Class RagEngine

java.lang.Object
dyntabs.ai.rag.RagEngine

public final class RagEngine extends Object
RAG engine that loads documents, splits them, embeds them, and provides a ContentRetriever for use with AI assistants. Uses LangChain4J easy-rag module which includes Tika for PDF/DOCX and a local embedding model.
  • Method Summary

    Modifier and Type
    Method
    Description
    static dev.langchain4j.rag.content.retriever.ContentRetriever
    createRetriever(EasyRAG ragAnnotation)
    Creates a ContentRetriever based on the EasyRAG annotation.
    static dev.langchain4j.rag.content.retriever.ContentRetriever
    createRetriever(String[] sources, int maxResults, double minScore)
    Creates a ContentRetriever programmatically.
    static dev.langchain4j.rag.content.retriever.ContentRetriever
    createRetriever(List<DocumentSource> documentSources, int maxResults, double minScore)
    Creates a ContentRetriever from in-memory document sources.
    static List<dev.langchain4j.data.document.Document>
    loadDocuments(String[] sources)
    Loads documents from path-based sources (classpath, file system, or relative paths) into LangChain4J Documents.
    static List<dev.langchain4j.data.document.Document>
    Parses in-memory document sources (byte arrays) into LangChain4J Documents using Apache Tika.
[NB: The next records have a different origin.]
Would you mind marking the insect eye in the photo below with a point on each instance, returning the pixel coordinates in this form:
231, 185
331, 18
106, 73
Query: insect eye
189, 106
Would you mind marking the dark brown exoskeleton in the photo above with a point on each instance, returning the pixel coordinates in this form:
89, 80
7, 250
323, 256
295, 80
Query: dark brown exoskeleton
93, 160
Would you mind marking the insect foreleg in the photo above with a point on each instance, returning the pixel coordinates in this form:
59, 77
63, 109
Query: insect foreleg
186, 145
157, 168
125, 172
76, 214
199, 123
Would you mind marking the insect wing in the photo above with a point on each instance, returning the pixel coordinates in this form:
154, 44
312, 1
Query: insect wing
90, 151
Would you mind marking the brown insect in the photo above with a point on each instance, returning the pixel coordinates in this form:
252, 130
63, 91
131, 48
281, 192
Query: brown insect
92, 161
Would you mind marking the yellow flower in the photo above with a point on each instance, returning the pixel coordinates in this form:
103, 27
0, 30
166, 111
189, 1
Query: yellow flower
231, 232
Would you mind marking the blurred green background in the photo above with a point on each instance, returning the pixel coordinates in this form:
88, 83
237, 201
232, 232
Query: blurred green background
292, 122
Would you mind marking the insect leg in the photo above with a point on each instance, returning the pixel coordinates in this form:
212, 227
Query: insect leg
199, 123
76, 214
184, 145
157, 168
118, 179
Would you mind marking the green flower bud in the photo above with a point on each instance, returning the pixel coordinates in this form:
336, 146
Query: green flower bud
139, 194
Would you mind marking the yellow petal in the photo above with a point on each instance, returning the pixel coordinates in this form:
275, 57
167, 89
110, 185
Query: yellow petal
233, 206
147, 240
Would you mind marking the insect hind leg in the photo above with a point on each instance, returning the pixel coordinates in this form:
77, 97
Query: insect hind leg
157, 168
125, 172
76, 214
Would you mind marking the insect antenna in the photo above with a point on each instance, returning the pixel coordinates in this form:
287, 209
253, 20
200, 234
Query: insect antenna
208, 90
    Methods inherited from class java.lang.Object

    clone, equals, finalize, getClass, hashCode, notify, notifyAll, toString, wait, wait, wait
  • Method Details

    • createRetriever

      public static dev.langchain4j.rag.content.retriever.ContentRetriever createRetriever(EasyRAG ragAnnotation)
      Creates a ContentRetriever based on the EasyRAG annotation.
    • createRetriever

      public static dev.langchain4j.rag.content.retriever.ContentRetriever createRetriever(String[] sources, int maxResults, double minScore)
      Creates a ContentRetriever programmatically.
    • createRetriever

      public static dev.langchain4j.rag.content.retriever.ContentRetriever createRetriever(List<DocumentSource> documentSources, int maxResults, double minScore)
      Creates a ContentRetriever from in-memory document sources.

      Use this when documents come from a DMS, database, REST API, or any source that provides content as byte[].

      Parameters:
      documentSources - the documents as byte arrays
      maxResults - maximum relevant segments to retrieve
      minScore - minimum relevance score (0.0 to 1.0)
      Returns:
      a configured ContentRetriever
    • parseDocumentSources

      public static List<dev.langchain4j.data.document.Document> parseDocumentSources(List<DocumentSource> sources)
      Parses in-memory document sources (byte arrays) into LangChain4J Documents using Apache Tika.

      Shared loader: called by the in-memory RAG path here in RagEngine and by the Milvus ingestion path (EasyIndexer.index(DocumentSource...)), so byte-array documents are parsed identically whether they end up in memory or in Milvus.

      Parameters:
      sources - the documents as byte arrays (from a DMS, DB BLOB, upload, etc.)
      Returns:
      the parsed documents; any source that fails to parse is logged and skipped
    • loadDocuments

      public static List<dev.langchain4j.data.document.Document> loadDocuments(String[] sources)
      Loads documents from path-based sources (classpath, file system, or relative paths) into LangChain4J Documents.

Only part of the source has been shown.